Angst: zijn mitochondriën erbij betrokken?

Een nieuwe studie suggereert dat verstoringen in het energiemetabolisme bijdragen aan stressgerelateerde angst.

Wat verbindt angst en mitochondriën?

Angststoornissen is de overkoepelende term voor verschillende aandoeningen die zich manifesteren met symptomen zoals gevoelens van zorgen, angst en paniek.

In de Verenigde Staten leeft 18,1% van de bevolking met een angststoornis. Deze aandoeningen omvatten algemene angststoornis, paniekstoornis, sociale angststoornis en selectief mutisme.

Stress, vooral tijdens de kinderjaren, is een risicofactor voor het ontwikkelen van een angststoornis. Andere risicofactoren zijn onder meer vrouw zijn en een familielid hebben met angststoornissen of depressieve stoornissen.
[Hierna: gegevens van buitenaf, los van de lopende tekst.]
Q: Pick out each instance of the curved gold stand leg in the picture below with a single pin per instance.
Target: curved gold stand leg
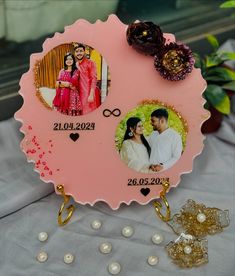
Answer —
(158, 205)
(70, 209)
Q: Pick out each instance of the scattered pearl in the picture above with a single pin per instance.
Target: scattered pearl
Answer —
(157, 238)
(201, 217)
(187, 249)
(96, 224)
(42, 257)
(153, 260)
(42, 236)
(127, 231)
(105, 247)
(68, 258)
(114, 268)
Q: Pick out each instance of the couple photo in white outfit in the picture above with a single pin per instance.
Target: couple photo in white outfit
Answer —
(154, 153)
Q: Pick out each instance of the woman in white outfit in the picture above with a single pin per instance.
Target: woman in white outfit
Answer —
(135, 150)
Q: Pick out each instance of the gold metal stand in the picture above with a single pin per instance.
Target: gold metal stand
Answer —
(70, 209)
(158, 205)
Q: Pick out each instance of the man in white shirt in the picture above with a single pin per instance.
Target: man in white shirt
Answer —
(165, 142)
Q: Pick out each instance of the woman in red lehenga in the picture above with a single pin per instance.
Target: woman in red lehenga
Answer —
(67, 99)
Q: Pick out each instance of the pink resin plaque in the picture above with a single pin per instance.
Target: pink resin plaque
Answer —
(79, 142)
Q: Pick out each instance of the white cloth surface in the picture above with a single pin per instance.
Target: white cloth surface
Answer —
(211, 182)
(22, 20)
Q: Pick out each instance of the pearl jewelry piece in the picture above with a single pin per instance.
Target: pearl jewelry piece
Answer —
(127, 231)
(187, 249)
(105, 247)
(157, 238)
(114, 268)
(42, 236)
(201, 217)
(68, 258)
(42, 257)
(96, 224)
(153, 260)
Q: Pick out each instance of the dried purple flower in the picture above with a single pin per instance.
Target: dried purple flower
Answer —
(145, 37)
(174, 61)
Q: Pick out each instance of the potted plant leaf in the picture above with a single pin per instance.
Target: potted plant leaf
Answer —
(220, 83)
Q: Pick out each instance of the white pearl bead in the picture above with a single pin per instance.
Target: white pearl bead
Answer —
(127, 231)
(157, 238)
(42, 257)
(68, 258)
(201, 217)
(114, 268)
(96, 224)
(187, 249)
(43, 236)
(105, 247)
(153, 260)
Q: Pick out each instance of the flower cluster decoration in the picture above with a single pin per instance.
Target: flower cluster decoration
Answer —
(174, 61)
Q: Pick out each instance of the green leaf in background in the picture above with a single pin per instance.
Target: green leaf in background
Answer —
(226, 56)
(228, 4)
(229, 86)
(213, 41)
(214, 94)
(224, 105)
(220, 74)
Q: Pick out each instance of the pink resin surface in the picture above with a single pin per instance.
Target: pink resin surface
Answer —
(90, 168)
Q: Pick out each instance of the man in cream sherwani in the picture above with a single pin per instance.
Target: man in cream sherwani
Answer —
(165, 142)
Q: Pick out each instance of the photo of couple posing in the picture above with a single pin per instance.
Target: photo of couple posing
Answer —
(154, 153)
(73, 87)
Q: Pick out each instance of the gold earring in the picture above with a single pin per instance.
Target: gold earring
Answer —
(198, 220)
(188, 251)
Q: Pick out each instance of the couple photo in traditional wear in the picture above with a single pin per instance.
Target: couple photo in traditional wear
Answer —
(72, 79)
(154, 153)
(76, 90)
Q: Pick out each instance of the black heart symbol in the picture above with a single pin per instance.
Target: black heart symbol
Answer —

Hoewel experts deze risicofactoren kunnen identificeren, is het niet echt duidelijk waardoor sommige mensen vatbaarder zijn voor de aandoening dan anderen.

"De onderliggende redenen voor deze verschillen zijn nog niet volledig begrepen, maar omvatten een interactie van complexe genetische en omgevingsfactoren die van persoon tot persoon verschillen, resulterend in gevoeligheid voor stress of veerkracht", legt Iiris Hovatta uit, een professor bij de afdeling Psychologie en Logopedie aan de Universiteit van Helsinki in Finland.

Samen met een team van internationale medewerkers heeft Hovatta onderzocht welke biologische routes stressgerelateerde angst in muismodellen en mensen ondersteunen.

Stress en veerkracht bij muizen

Het team heeft eerder aangetoond dat laboratoriummuizen, net als mensen, verschillen in stressbestendigheid. Interessant is dat het percentage veerkrachtige muizen niet hetzelfde is in verschillende stammen.

Het veerkrachtpercentage varieert van 5% in de DBA / 2NCrl (D2) -muisstam tot 69% in de C57BL / 6NCrl (B6) -stam.

Presenteren van hun laatste bevindingen in het tijdschrift PLOS GeneticsMaakten Hovatta en haar collega's gebruik van dit feit door de hersenen en het bloed van dieren te bestuderen die tot deze twee stammen behoren nadat ze waren blootgesteld aan wat zij chronische sociale nederlaagstress (CSDS) noemen.

"Het omvat 10 dagen van korte dagelijkse confrontatie van twee [...] mannelijke muizen, een inwonende agressor en een indringer die reageren met defensief, vluchtig of onderdanig gedrag", leggen de auteurs uit in de paper.

"Hoewel alle verslagen muizen stressvolle stimuli ervaren, ontwikkelen slechts enkele stressgerelateerde symptomen, gemeten als sociale vermijding, waardoor het een uitstekend model is om mechanismen te onderzoeken die verband houden met gevoeligheid en veerkracht."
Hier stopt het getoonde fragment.